Good enough that Pope making good on his promise to hang more banners in Rupp Arena during his tenure as UK’s head coach is looking like a legitimate possibility in year two.
“For sure,” Brandon Garrison, the Cats’ returning big man, said this week. “Just seeing the guys that they’re bringing in, I feel like we’ll have a very great chance of chasing that No. 9 and getting further than what we did this past year.”
“No. 9” is, of course, a reference to the Wildcats’ continued quest for a ninth NCAA title. UK hasn’t won it all since 2012, and the Cats haven’t advanced to the Final Four — the requirement for raising a new banner in Rupp — since 2015.
This past season — Pope’s first as Kentucky’s coach — the Wildcats advanced to the NCAA Tournament’s Sweet 16 for the first time in six years, a notable achievement in year one of a new era of UK basketball but a little short of that “banner” goal set forth by the program’s new leader.

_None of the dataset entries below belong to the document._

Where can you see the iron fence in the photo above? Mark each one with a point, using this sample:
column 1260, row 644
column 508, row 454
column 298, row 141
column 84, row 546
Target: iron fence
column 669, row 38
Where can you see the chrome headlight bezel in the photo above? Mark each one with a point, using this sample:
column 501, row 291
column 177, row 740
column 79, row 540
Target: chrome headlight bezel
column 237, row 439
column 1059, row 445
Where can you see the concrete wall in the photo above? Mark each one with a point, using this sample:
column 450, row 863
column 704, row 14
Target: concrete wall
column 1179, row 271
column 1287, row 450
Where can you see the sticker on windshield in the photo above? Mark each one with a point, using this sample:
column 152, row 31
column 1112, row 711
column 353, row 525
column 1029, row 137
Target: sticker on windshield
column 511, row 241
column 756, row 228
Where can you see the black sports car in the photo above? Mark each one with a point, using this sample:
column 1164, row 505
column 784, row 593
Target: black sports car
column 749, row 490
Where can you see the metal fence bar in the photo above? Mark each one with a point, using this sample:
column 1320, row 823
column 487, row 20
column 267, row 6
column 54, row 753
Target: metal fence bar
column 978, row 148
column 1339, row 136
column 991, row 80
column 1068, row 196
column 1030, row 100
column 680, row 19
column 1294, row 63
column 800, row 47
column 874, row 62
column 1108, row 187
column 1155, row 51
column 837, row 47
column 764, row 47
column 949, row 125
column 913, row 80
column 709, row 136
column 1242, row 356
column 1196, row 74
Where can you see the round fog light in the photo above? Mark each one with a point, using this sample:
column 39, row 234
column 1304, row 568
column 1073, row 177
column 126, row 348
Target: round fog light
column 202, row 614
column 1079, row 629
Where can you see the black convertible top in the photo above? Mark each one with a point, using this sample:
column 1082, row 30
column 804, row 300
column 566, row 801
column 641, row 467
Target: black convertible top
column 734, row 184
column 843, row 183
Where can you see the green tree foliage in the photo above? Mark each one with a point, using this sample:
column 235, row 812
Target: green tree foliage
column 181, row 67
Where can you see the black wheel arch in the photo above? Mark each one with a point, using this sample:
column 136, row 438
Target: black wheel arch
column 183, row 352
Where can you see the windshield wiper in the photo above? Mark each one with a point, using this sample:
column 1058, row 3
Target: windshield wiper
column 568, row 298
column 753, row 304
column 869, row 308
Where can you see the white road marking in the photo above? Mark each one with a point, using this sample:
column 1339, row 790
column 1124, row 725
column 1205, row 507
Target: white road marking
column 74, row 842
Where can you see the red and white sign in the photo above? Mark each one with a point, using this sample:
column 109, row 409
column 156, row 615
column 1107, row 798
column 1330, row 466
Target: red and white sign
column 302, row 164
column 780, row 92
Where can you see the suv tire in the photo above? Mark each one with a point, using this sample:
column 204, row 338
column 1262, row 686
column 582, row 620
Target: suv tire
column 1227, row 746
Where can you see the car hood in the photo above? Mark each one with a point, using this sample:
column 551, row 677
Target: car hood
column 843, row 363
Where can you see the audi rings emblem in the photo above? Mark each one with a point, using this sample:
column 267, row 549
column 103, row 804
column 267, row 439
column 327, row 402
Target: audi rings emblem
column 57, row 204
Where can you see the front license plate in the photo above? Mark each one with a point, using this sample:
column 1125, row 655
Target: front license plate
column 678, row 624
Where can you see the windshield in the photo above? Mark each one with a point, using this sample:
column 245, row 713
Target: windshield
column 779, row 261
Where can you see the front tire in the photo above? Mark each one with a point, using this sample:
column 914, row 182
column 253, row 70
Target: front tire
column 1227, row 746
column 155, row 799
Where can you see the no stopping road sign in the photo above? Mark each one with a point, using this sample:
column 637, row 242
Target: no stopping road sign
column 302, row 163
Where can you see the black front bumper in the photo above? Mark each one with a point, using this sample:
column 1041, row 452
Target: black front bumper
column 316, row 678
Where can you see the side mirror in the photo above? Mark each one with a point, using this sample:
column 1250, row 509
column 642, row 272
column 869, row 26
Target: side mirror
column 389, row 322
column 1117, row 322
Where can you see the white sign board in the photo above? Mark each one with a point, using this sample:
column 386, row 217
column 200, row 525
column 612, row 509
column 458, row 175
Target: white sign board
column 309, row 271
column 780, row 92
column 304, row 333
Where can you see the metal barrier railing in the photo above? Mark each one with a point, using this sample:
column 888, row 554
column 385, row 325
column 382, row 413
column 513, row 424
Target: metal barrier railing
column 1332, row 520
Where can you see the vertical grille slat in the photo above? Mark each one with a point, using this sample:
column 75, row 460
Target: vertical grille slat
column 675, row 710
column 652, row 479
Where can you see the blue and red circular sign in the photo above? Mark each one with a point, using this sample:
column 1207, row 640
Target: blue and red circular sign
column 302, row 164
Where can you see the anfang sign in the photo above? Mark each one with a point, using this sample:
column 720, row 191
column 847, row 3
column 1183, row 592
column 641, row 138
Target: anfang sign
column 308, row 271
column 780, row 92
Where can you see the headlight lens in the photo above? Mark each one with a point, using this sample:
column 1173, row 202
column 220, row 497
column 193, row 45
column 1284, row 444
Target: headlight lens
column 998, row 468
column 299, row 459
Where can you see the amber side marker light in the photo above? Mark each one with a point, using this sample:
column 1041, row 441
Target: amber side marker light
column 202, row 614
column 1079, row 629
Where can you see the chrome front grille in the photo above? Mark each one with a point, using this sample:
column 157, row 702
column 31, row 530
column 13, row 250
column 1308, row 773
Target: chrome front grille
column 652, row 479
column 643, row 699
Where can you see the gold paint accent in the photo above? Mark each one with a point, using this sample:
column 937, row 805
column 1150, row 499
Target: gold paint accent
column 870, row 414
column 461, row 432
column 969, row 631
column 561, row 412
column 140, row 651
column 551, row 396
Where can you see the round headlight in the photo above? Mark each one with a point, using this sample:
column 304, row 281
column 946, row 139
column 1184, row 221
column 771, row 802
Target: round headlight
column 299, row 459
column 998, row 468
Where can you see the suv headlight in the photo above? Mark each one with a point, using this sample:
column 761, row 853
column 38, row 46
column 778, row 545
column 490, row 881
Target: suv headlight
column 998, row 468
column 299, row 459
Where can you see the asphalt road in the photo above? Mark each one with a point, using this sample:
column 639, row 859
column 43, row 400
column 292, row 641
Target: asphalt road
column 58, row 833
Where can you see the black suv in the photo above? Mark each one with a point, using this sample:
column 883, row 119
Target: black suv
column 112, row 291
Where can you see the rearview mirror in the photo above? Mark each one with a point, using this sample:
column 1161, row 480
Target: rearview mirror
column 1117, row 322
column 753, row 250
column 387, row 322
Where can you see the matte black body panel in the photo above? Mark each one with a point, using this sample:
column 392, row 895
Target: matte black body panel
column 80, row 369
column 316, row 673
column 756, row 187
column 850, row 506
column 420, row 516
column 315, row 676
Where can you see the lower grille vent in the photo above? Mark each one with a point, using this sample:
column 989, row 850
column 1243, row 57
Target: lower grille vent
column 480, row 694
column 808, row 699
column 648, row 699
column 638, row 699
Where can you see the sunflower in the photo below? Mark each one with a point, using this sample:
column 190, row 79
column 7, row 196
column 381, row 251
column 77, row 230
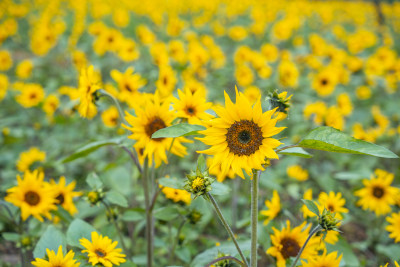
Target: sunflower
column 378, row 195
column 332, row 202
column 65, row 194
column 27, row 158
column 102, row 250
column 274, row 207
column 192, row 106
column 89, row 83
column 57, row 260
column 33, row 196
column 151, row 117
column 394, row 226
column 288, row 242
column 324, row 260
column 240, row 137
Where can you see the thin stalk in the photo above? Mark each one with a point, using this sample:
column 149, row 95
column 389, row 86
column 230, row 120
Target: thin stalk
column 314, row 231
column 226, row 258
column 254, row 218
column 127, row 252
column 226, row 225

Garrison and the rest of the returning Wildcats haven’t been the only ones keeping tabs on Pope’s transfer portal efforts and the lofty possibilities that could result from that roster construction.
The national college basketball pundits have taken notice, too.

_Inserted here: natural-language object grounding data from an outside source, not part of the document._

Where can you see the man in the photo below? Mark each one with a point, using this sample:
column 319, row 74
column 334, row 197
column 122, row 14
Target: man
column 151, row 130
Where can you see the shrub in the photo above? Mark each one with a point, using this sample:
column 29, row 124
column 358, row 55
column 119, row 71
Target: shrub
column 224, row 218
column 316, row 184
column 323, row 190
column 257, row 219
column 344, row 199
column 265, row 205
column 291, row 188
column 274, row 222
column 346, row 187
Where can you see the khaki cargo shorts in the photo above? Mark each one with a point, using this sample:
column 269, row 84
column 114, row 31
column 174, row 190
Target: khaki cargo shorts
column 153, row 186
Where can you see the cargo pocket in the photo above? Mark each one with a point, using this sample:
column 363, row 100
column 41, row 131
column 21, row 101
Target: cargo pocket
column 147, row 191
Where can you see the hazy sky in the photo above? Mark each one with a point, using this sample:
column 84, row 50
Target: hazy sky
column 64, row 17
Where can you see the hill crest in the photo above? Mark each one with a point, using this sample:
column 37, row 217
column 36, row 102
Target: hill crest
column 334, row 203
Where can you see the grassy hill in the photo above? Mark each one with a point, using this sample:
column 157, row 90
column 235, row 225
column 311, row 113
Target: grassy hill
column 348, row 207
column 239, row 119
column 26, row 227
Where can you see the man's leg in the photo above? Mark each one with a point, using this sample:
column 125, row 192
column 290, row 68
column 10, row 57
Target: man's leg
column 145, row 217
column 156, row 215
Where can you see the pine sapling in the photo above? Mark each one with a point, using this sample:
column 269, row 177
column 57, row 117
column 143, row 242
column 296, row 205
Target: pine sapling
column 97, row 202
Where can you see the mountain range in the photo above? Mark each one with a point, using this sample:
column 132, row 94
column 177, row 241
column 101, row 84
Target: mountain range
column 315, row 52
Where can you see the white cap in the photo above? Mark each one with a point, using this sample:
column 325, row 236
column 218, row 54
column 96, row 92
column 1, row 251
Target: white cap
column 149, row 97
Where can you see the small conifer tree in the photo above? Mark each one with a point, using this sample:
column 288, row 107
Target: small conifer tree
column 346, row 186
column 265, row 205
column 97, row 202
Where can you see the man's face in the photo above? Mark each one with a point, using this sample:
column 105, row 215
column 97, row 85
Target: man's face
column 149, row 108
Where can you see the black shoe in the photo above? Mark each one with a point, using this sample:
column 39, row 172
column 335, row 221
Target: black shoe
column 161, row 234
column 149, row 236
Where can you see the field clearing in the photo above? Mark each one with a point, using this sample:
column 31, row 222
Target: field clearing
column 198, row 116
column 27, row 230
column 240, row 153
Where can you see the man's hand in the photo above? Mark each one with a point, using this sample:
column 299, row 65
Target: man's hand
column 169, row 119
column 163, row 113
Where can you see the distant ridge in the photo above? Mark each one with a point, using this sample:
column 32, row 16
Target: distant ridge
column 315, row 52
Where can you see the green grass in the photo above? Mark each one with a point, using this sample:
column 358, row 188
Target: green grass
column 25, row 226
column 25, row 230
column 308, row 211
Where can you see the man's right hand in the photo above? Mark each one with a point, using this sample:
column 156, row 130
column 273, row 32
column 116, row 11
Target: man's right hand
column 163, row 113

This past week marked a milestone for the offseason. The transfer portal closed for new entries Tuesday night, the past several days have seen rampant activity with new defections and commitments across the country, and, by all accounts, the Cats came out of the week looking stronger for next season.

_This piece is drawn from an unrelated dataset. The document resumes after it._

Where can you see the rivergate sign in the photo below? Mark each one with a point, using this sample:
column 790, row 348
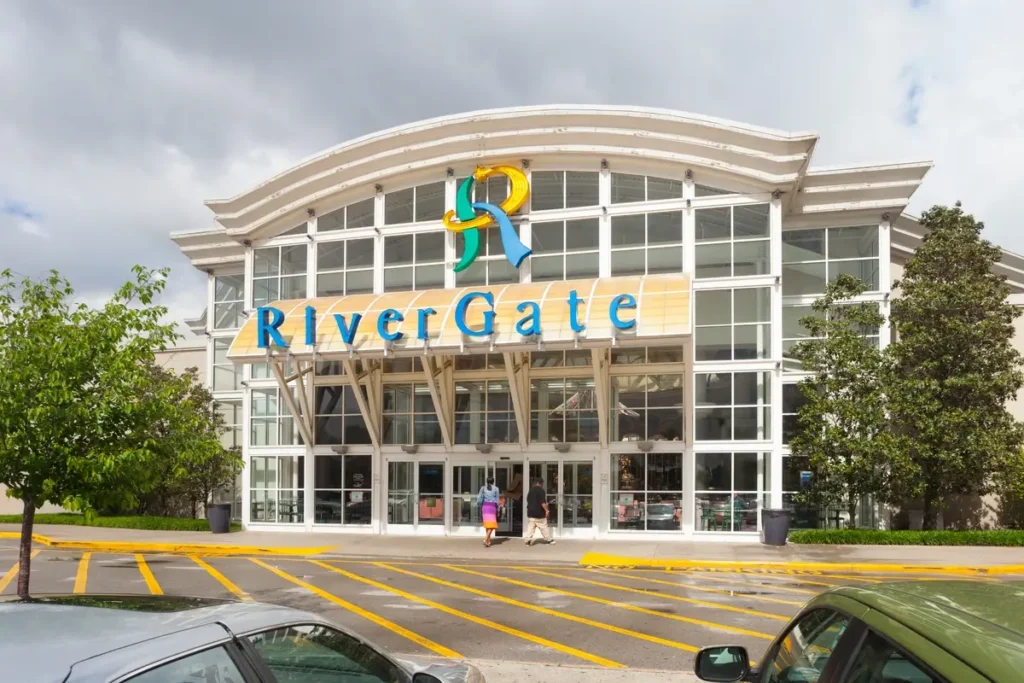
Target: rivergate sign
column 269, row 319
column 574, row 313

The big addition to UK’s 2025-26 roster was former Florida guard Denzel Aberdeen, who played a key role in the Gators’ run to a national championship this month and was projected to start for coach Todd Golden’s team in defense of that title next season.
Aberdeen committed to the Cats on Monday, a move that made waves in national circles.
Field of 68 catapulted Kentucky to No. 3 in its early Top 25 rankings immediately following Aberdeen’s announcement. The Cats have since dropped to No. 4 in those Field of 68 rankings after more additions pushed St. John’s into the No. 3 spot, with Houston and Purdue ranked 1-2.
That’s one group of veteran college basketball observers that has UK as a top four team in America.
247Sports recruiting analyst Travis Branham — a national expert covering the portal and college basketball, at large — posted on X that the addition of Aberdeen gave Kentucky “a Final Four-caliber roster” with “a deeper and more talented squad” than Pope’s first UK team.
Aberdeen joined fellow transfers Jaland Lowe, Kam Williams, Mouhamed Dioubate and Jayden Quaintance in UK’s 2025 portal class. All five of those players are talented enough to start for teams with legitimate national title hopes, something Kentucky can now claim for next season.
And those five won’t be alone, obviously.
Pope is also bringing in three college basketball newcomers: five-star guard Jasper Johnson, McDonald’s All-American post player Malachi Moreno and intriguing, 6-11 Croatian forward Andrija Jelavic.
Joining Garrison in the returnee category will be Collin Chandler and Trent Noah, at the very least. Keeping Garrison, Chandler and Noah out of the transfer portal was a victory for the UK staff.
The Cats did lose Travis Perry to the transfer portal Tuesday night, a surprise departure of a local fan favorite who contributed as a freshman and offered roster continuity moving forward, but not a player expected to have a major impact on the Cats’ 2025-26 season.
Kentucky will now wait for a decision from Otega Oweh — the Cats’ leading scorer this past season — as he goes through the NBA draft process. Oweh is not widely projected to be selected in the 59-pick draft — ESPN had him at No. 77 on its latest Top 100 prospects list Thursday — and he is still expected to return to Lexington for his senior season.
If Oweh does indeed come back, he’d almost certainly be a preseason All-SEC selection and could even be in the discussion for the league’s preseason player of the year.
“Having him definitely changes that dynamic,” Chandler said of adding Oweh to an already talented roster. “We want the best for him, and his dream is to play in the NBA, as all of ours is. And so we hope that opportunity arises for him.
“But if he does decide to come back, I mean, no one’s gonna be complaining,” he continued with a laugh. “O is a great teammate to play with and to grow with. And so, selfishly, I would love to play with O again.”